I found this on C|NET, and wondering if there was anything like a $1000\times1000\times1000$ cube? And how many arrangements would it have?
Or if this is too much, how about an asymptotic formula for $R(n)=$ number of permutations of an $n\times n\times n$ cube?
Cubes with odd and even side lengths behave slightly differently, because an odd cube have side-center cubies that remain fixed in space. But let's consider an even cube, since 1000 is even. It will be convenient to write the side length as $1000=2+2k$.
Let's first get an overview of the orbits of the small visible cubies.
Corner pieces form one orbit of 8 cubies. On an even cube those are the only ones that can be twisted in place -- an edge or side piece always "knows" mechanically what the direction towards the center of the edge, respectively the side, is. Just as in the ordinary 3×3×3 cube, the number of corner orientation states is $3^7$.
Edge pieces form $k$ orbits of 24 cubies each (each orbits contains two positions on each edge, grouped by their distance from the middle).
Center pieces form $k^2$ orbits of 24 cubies each, namely one for each position in a quadrant of each side. Each orbit contains four positions on each side. $k$ of these orbits are special because they are on the diagonal on the side, and so their pieces can "see" only one kind of edge pieces.
For each of these $1+k+k^2$ orbits, we can see, given a bit of experience with a 4×4 cube, that at least every even permutation can be realized without upsetting the other orbits. We'll need to figure out which (or at least how many) combinations of odd permutations are possible.
A quarter twist of a side layer is an odd permutation of the corner orbit, and of each side orbit, but is an even permutation each edge orbit (namely two 4-cycles)
A quarter turn of an inner slice is an odd permutation of the single edge orbit it touches, and an odd permutation of each side orbit it touches, except that the diagonal side orbit it touches gets an even permutation (namely, again, two 4-cycles). It doesn't touch any corners, of course.

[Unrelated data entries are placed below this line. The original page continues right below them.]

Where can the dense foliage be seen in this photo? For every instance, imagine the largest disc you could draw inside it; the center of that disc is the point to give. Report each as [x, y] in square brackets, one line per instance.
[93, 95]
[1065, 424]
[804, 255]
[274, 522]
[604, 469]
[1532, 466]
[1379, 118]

These two cases can be combined to form any legal move, so this means that if we know the parity of all of the corner and edge orbits (which can be chosen freely), the parity of each side orbit is uniquely determined.

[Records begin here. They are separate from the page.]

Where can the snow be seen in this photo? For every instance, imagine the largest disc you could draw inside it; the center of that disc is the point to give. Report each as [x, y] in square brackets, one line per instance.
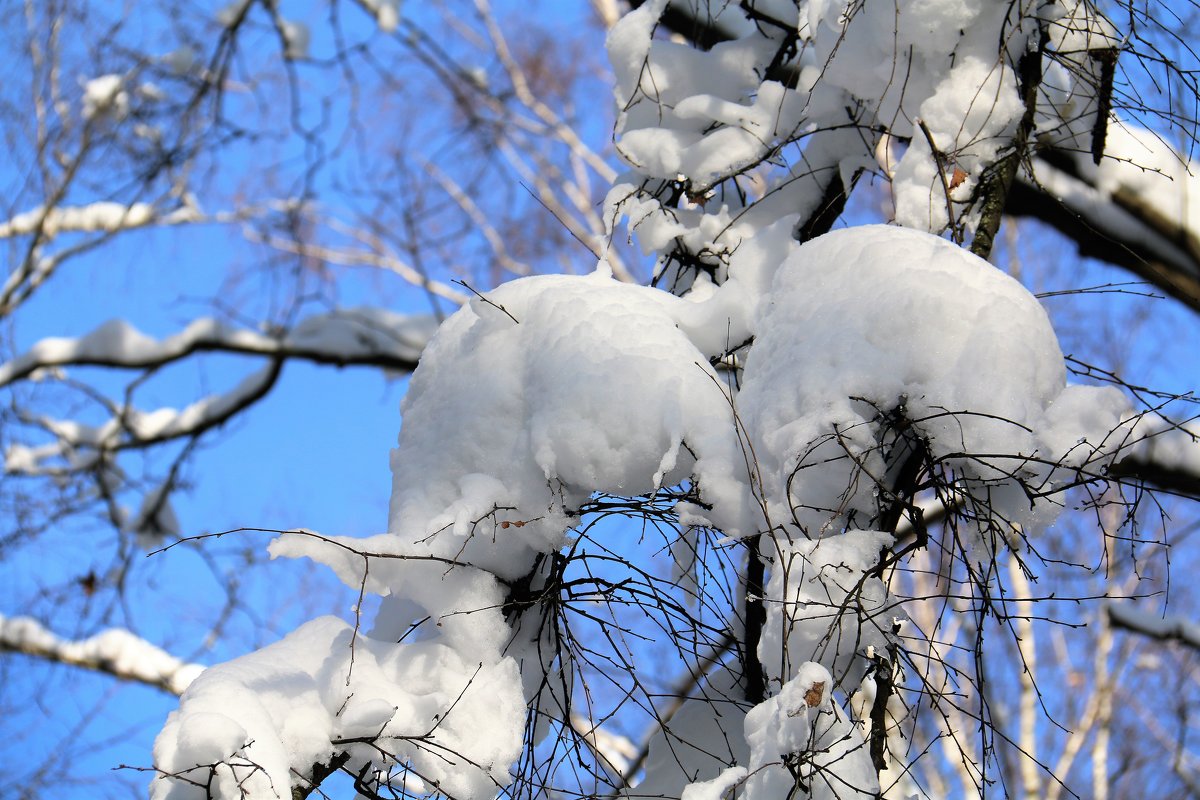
[345, 336]
[549, 389]
[115, 650]
[105, 97]
[277, 710]
[297, 38]
[855, 350]
[387, 13]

Thus, we now have the following factors: $$ \frac{3^7 \cdot 8! \cdot (24!)^k \cdot (24!)^{k^2}}{2^{k^2}} $$ where the denominator represents the fact that the parity of the center permutations is fixed.
We need to take care of some overcounting, though.

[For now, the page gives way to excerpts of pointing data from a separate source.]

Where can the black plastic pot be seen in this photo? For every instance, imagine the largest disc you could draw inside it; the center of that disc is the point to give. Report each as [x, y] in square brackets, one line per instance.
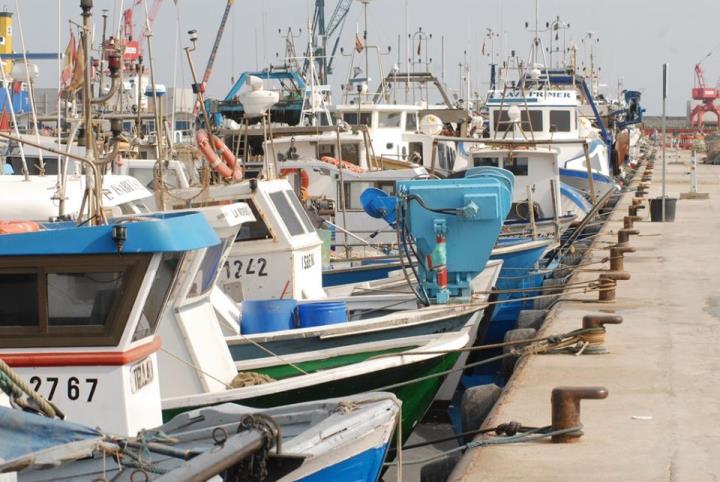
[656, 209]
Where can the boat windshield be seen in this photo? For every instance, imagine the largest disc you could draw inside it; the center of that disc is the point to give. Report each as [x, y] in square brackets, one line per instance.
[57, 301]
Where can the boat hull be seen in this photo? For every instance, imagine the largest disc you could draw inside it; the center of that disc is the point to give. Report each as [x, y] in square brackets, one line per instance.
[416, 397]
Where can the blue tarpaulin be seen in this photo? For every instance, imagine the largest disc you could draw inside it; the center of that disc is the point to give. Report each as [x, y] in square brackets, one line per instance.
[23, 433]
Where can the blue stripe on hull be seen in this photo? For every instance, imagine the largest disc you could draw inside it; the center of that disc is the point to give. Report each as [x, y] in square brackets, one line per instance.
[514, 274]
[363, 467]
[343, 277]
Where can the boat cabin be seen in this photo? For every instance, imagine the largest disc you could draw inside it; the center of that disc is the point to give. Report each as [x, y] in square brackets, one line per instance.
[538, 114]
[37, 199]
[537, 179]
[276, 256]
[79, 310]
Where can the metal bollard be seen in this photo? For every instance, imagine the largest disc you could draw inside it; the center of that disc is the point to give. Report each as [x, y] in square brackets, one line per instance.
[628, 221]
[597, 347]
[617, 258]
[566, 409]
[607, 281]
[624, 236]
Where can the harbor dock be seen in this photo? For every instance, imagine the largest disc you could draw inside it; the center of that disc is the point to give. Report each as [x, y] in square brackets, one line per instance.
[661, 370]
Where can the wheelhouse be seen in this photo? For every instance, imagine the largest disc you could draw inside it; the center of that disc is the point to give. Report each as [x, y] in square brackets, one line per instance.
[81, 306]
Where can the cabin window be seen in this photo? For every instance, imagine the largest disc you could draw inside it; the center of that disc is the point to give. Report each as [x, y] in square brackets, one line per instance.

First, there are legal moves that turn the entire cube as a unit, slice by slice, but the result of that probably shouldn't count as a different position. So we need to divide by the number of orientation-preserving symmetries of a cube, which is 24.
Second, some of the side pieces are indistinguishable. More precisely, each orbit of 24 side pieces splits into 6 groups of 4 indistinguishable pieces. We can permute each group of 4 freely without the result being visible, except that the total parity of what we do to each color must be even (because the parity of the entire orbit is fixed by what the edges and corners look like). That gives for each orbit a factor of $(4!)^6/2$.
(The edge pieces are all distinguishable -- for each pair of neighboring colors, each orbit contains two edge pieces with these colors, but they are mirror images of each other and can therefore not be swapped unseen).
The final count of visually distinguishable positions on a $(2+2k)^3$ cube is therefore $$ \frac{3^7 \cdot 8! \cdot (24!)^k \cdot (24!)^{k^2}}{2^{k^2} \cdot 24 \cdot ((4!)^6/2)^{k^2} } = \frac{3^7 \cdot 8!}{24} (24!)^k \biggl(\frac{24!}{(4!)^6}\biggr)^{k^2} $$ Note that the initial factor is the number of positions of a 2×2×2.
For a $(3+2k)^3$ cube a similar analysis gives $$ \frac{3^7 \cdot 8! \cdot 2^{11} \cdot 12!}{2} (24!)^k \biggl(\frac{24!}{(4!)^6}\biggr)^{k(k+1)} $$ where the initial factor is the number of positions of a 3×3×3.